The Kerala Rail Development Corporation (KRDCL) is confident that the ₹66,405-crore Thiruvananthapuram-Kasaragod semi-high-speed rail corridor project (named Silver Line) for which year 2024 has been set as the deadline, will be economically feasible and attain operational break-even, within 10 years of being commissioned.
Of the total cost of the 532-km project, around 50% will be loan at less than 1% interest from multilateral lending agencies such as KfW, AIIB (Asian Infrastructure Investment Bank), JICA (Japan International Cooperation Agency), or ADB (Asian Development Bank). Repayment is assured since there will be a rate of return of 8.1% on the investment. The balance amount will be raised from equity and (subordinate) debt from from the State and Central governments, apart from other sources, said V. Ajith Kumar, managing director of KRDCL.
Wooing car users
On whether the ticket fare of ₹2.75 per km will be increased, he said there could be a yearly escalation of approximately 7.50%. “This is affordable even for people who travel by car or SUV, for which approximately ₹10 will have to be spent per km on fuel, wear and tear etc.

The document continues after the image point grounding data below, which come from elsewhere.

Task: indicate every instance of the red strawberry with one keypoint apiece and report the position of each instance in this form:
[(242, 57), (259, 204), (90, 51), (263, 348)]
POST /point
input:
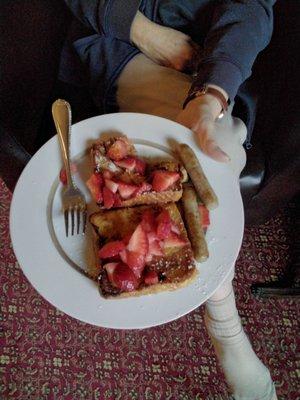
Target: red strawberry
[(111, 185), (107, 174), (118, 201), (124, 278), (148, 221), (126, 190), (63, 174), (164, 224), (111, 249), (144, 187), (136, 262), (110, 267), (204, 215), (127, 163), (163, 180), (138, 241), (151, 278), (94, 183), (108, 198), (140, 166), (173, 240), (118, 150), (175, 228), (155, 249)]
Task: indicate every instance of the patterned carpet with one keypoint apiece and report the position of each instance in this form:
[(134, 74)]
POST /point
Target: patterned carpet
[(45, 354)]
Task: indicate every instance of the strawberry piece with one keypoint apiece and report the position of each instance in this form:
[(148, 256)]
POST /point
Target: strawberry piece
[(148, 221), (124, 278), (118, 150), (107, 174), (152, 236), (164, 224), (139, 241), (163, 180), (118, 201), (173, 240), (111, 249), (204, 215), (108, 198), (127, 163), (63, 174), (140, 166), (111, 185), (126, 190), (110, 267), (136, 262), (95, 183), (155, 249), (151, 278), (144, 187), (123, 255), (175, 228)]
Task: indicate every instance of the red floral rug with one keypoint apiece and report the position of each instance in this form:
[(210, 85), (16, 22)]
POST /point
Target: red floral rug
[(45, 354)]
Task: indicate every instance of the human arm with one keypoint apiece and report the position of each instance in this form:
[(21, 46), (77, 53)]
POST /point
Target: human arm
[(239, 30)]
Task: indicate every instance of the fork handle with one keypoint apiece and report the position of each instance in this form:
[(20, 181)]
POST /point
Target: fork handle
[(62, 116)]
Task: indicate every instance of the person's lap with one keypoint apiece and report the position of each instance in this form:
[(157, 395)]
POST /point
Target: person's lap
[(146, 87)]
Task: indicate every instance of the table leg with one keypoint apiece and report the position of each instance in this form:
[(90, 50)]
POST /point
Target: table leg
[(247, 377)]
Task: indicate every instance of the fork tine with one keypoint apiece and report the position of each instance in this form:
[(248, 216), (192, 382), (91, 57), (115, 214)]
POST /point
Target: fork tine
[(84, 219), (72, 220), (78, 219), (66, 214)]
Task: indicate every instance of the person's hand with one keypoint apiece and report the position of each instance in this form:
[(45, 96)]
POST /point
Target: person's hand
[(199, 115), (163, 45)]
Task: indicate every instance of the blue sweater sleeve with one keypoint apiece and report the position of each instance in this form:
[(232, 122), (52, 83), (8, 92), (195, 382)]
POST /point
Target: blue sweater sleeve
[(108, 17), (240, 30)]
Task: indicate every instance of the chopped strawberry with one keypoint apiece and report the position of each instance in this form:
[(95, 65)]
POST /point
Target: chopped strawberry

This will be apart from lessening of north-south commuting time from 12 hours by different modes of transport to four hours by Silver Line. Driver fatigue too can be done away with.”
To a question on doubts about the economic feasibility of the Mumbai-Ahmedabad high-speed corridor, he said its project cost and ticket fare for a comparable distance would be double that of Silver Line. The Kerala project will also usher in transit-oriented development (TOD) in the vicinity of 10 major stations and 27 feeder/aggregate stations en route. The TOD will, in turn, maximise non-fare-box revenue. Special trains will operate between the feeder stations, to collect commuters and ferry them to Silver Line stations. These feeder trains will have more space for commuters than regular trains, Mr. Ajith Kumar said.